Hokitika Primary, Westland
Hokitika Primary School was visited on the 14th September 2016.
This was the second school visited by Murray Dawson, David Glenny and Robinne Weiss, and followed hard on the heels of our successful trip to Whataroa School.
Although we had the daunting task of handling three combined classes in a tighter half day time-frame, all went well. We divided the group of 45 students into two, with Robinne teaching half of the class inside and Murray, David and teachers supervising the field exercise in and behind the school grounds. We then swapped the inside and outside groups around.

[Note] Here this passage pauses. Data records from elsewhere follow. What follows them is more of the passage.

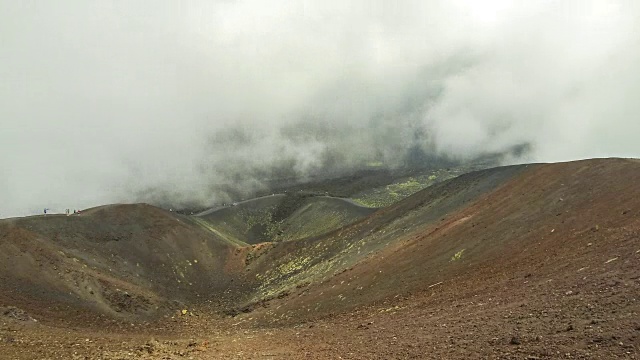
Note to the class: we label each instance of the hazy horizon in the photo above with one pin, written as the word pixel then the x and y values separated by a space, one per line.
pixel 104 102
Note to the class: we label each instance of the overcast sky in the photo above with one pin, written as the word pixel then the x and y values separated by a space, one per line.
pixel 101 101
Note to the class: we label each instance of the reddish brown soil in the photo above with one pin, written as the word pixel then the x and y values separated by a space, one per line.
pixel 547 268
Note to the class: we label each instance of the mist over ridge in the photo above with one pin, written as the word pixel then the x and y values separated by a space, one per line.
pixel 106 102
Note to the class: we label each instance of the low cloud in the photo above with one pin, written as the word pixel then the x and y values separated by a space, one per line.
pixel 191 104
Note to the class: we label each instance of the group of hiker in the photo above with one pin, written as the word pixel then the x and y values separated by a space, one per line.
pixel 66 211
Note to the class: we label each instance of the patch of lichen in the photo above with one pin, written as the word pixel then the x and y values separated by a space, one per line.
pixel 387 195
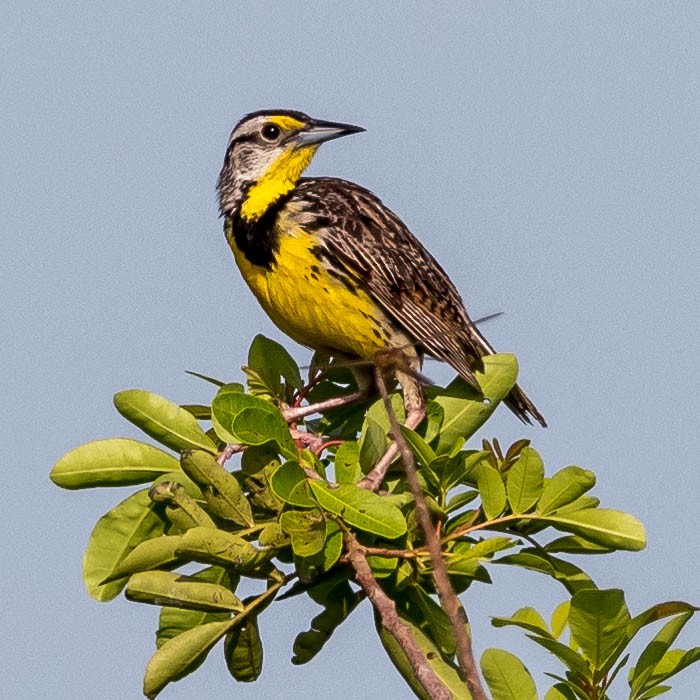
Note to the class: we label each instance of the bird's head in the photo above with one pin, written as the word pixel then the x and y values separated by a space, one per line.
pixel 266 155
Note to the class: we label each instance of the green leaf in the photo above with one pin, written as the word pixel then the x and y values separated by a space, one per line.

Our Hokitika School students were very enthusiastic and enjoyed learning about, recording, collecting and pressing the weeds that we discovered together.
What were some of the plants that we found?
The first plant we came across was the innocuous English daisy (Bellis perennis), a very common weed found in lawns, and providing a good example for the classes to learn how to use the iNaturalist smartphone app to record the other weeds that they went on to find.
Not surprisingly, there was a similar range of environmental weeds around Hokitika School as we found further south at Whataroa, including:
- cotoneaster
- creeping buttercup (Ranunculus repens)
- English ivy (Hedera helix)
- gorse (Ulex europaeus)
- Himalayan honeysuckle (Leycesteria formosa)
- privet (Ligustrum)
- Scotch broom (Cytisus scoparius).
We also found onion weed (Allium triquetrum), and handed out pieces for the students to taste, explaining that this is an example of a culinary herb that has escaped gardens to become a weed. We also pointed out its characteristic triangular flowering stems which give rise to its other common name 'three-cornered leek'. The students enjoyed finding something they could eat, but we were careful to explain that there are many poisonous plants and that very few wild plants are edible. Onion weed is common in Westland and Auckland and, whenever we came across it, we taught about this plant in visits to the other schools.
We puzzled over one shrub found in the weedy area behind the school. It was obviously a conifer, but with soft foliage. Once we posted it online, our finding was discussed by the online community and it was concluded to be a juvenile Japanese cedar (Cryptomeria japonica).